9.5 Issues with GLM (and regression analyses in general)
9.5.1 Correlation tests
Below, we look at two predictors that are correlated with each other: Z3-Z2
(F3-F2 in Bark) and A2*-A3*
(normalised amplitude differences between harmonics closest to F2 and F3). The results of the correlation test shows the two predictors to negatively correlate with each other at a rate of -0.87.
##
## Pearson's product-moment correlation
##
## data: dfPharV2$Z3mnZ2 and dfPharV2$A2mnA3
## t = -35.864, df = 400, p-value < 2.2e-16
## alternative hypothesis: true correlation is not equal to 0
## 95 percent confidence interval:
## -0.8947506 -0.8480066
## sample estimates:
## cor
## -0.8733751
9.5.2 Plots to visualise the data
As we see from the plot, Z3-Z2
is higher in the guttural, whereas A2*-A3*
is lower.
9.5.4 Conclusion
The more complex your regression model becomes, the higher level of collinearity one can see.
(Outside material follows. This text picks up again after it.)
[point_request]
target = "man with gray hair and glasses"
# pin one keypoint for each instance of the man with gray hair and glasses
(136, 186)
This is a known issue in regression analyses, and without applying appropriate approaches, e.g., verifying the collinearity in the data; choosing non-correlated predictors, etc.., the models become inflated and the confidence in the results becomes reduced.
There are various solutions to this issue, such as removing collinear predictors, using PCA to obtain orthogonal dimension (i.e., non-correlated dimensions), etc.. Another solution is to use decision trees and Random Forest. Both are very well known to deal with collinearity and to make sense of multivariate predictors.